How? Graham took the long route to Astrakhan, riding through Germany, Sweden, Ukraine, and in to Russia, but Astrakhan Airport (ASF), located in the city centre, is another route to the region. Return flights to Astrakhan are available from London Heathrow, London City, London Gatwick, Manchester, and Aberdeen from upwards of £550.
In terms of transporting your own motorcycle, international shipping company James Cargo Services Ltd advises against sending it directly into Russia or Turkey and instead recommends riding across the borders. The company can transport a BMW R 1200 GS to Sofia, Bulgaria for £795+VAT or airfreighted directly into Tbilisi for £1,725. For more, see www.jamescargo.com.
Pack your panniers!
ABR Mike Stevens, retail director of Costwold Outoor, has a BMW R 1150 GS; here are his Russian riding essentials
Lakes, mountains and wide-open plains, this part of Southern Russia has it all. With boiling-hot summers and temperatures plummeting in the winter, it’s an environment to be taken seriously.
Sunblock: Lifesystems sun protection range, from £7.50 On any unsupported summer wilderness trip, a good sunblock is an essential consideration. Lifesystems is specifically formulated for use by active folk in mountain regions.

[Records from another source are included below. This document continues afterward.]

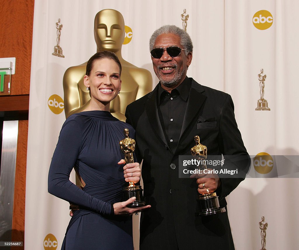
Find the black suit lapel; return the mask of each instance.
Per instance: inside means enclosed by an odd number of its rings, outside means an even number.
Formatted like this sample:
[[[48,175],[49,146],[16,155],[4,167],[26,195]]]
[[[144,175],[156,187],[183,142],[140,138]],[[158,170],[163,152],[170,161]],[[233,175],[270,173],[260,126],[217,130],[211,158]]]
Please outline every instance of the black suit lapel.
[[[147,101],[145,103],[145,111],[153,130],[157,134],[163,143],[164,145],[167,145],[158,114],[157,104],[158,87],[157,85],[152,92],[152,94],[149,97]],[[150,136],[150,135],[149,136]]]
[[[194,119],[198,113],[201,107],[204,104],[207,96],[201,93],[204,90],[201,85],[199,84],[192,78],[191,88],[189,93],[186,112],[184,116],[183,125],[181,131],[181,135],[179,143],[184,134],[184,132]]]

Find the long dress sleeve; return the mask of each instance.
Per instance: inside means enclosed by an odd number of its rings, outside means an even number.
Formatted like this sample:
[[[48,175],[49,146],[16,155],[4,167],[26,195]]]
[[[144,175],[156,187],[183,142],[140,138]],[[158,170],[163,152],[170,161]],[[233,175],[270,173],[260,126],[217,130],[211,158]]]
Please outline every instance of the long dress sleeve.
[[[67,120],[62,126],[49,171],[48,191],[97,213],[112,215],[114,211],[111,204],[89,195],[69,180],[80,152],[82,134],[80,125],[75,120]]]

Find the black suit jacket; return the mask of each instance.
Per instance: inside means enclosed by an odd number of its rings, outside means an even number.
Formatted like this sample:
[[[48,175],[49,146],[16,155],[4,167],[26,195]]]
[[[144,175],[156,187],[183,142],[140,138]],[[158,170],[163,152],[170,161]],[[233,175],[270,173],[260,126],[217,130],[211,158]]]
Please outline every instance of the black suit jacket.
[[[141,250],[173,250],[177,244],[180,250],[234,249],[227,212],[196,215],[199,194],[196,179],[179,178],[179,156],[191,155],[196,135],[207,146],[208,155],[248,154],[231,96],[190,79],[191,88],[186,112],[182,114],[184,121],[175,152],[167,145],[159,118],[158,86],[127,108],[126,122],[136,130],[136,155],[143,160],[144,195],[152,206],[141,214]],[[171,164],[176,165],[174,169],[173,165],[170,167]],[[242,180],[221,179],[216,191],[221,206],[226,206],[225,197]]]

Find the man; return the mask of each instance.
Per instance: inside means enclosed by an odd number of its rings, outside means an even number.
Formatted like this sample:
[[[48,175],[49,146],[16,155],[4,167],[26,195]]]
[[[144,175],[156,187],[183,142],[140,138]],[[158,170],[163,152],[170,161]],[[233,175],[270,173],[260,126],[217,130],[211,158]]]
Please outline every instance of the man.
[[[150,46],[160,82],[126,113],[136,130],[135,152],[143,160],[144,196],[152,206],[141,214],[140,249],[234,249],[227,212],[199,216],[196,200],[208,188],[226,207],[225,197],[242,179],[220,180],[215,174],[179,178],[178,169],[179,155],[191,155],[196,135],[208,155],[248,155],[231,98],[186,77],[193,45],[183,30],[163,26]]]

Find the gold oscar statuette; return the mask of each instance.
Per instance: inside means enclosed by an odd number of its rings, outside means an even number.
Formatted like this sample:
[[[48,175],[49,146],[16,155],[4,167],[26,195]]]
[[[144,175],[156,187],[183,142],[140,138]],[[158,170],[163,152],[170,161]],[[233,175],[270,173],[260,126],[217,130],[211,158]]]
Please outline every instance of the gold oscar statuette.
[[[207,159],[207,147],[200,144],[199,137],[198,135],[194,137],[196,145],[191,148],[191,154],[195,159],[198,160],[204,160]],[[200,165],[199,170],[207,169],[205,162]],[[207,188],[207,190],[208,189]],[[199,214],[201,216],[209,215],[225,212],[224,208],[220,208],[218,196],[216,193],[210,193],[207,191],[206,194],[201,194],[199,196],[198,204],[199,206]]]
[[[134,158],[133,152],[135,150],[135,140],[129,137],[129,130],[125,128],[123,130],[125,139],[119,142],[120,150],[125,156],[125,161],[126,164],[133,163]],[[136,208],[144,206],[145,203],[143,201],[142,195],[143,189],[141,186],[135,186],[132,182],[129,182],[129,185],[123,188],[122,196],[123,201],[126,201],[134,196],[136,197],[135,201],[127,206],[130,208]]]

Hydration: The Camelbak Classic, £45 Long days riding in the mountains can easily lead to dehydration if you don’t watch your fluid intake. This pack has a 2-litre fluid capacity, is big enough to store a few essentials and is designed to be small and light.
Tent: Vango Banshee 200, £120This tent has a small pack-size and weighs in at a smidge over 2kg, but it’s easily big enough for a single rider and their kit. The large side entrance and decent-sized porch are ideal ideal for cooking or easy access when you’re kitted up.
Sleeping bag: The Deuter Travel Lite 300, £70Even in the summer, the mountain regions can get chilly over-night. This bag is small enough not to fill the panniers but has a lower comfort limit of -2oC, so should be flexible enough for this trip.
Stove: MSR Whisperlite International, £100 Camping shops are a rare find here, so your best bet is a mulit-fuel stove. This stove is a classic for good reason; it’s easy to use, does the job in all conditions, but most of all, it just works! Hundreds of mountaineers, campers and adventurers can’t be wrong.
Cook set: The MSR Titanium Kettle, £50 One-pot cooking is the way forward, so make sure the pot you pick is a good one! This kettle is versatile enough to be used as a pot, mug or bowl. Cook a stew of locally caught fish, or squeeze in a Wayfarer ready meal.
Luxury item: Lifeventure Wide Mouth Flask, £20Make a brew in the morning and keep topped up with tea during the day, or make use of the wide mouth to carry chunky soups or add ice to drinks. It even comes with a second mug, to share a cuppa with whoever you meet on the road.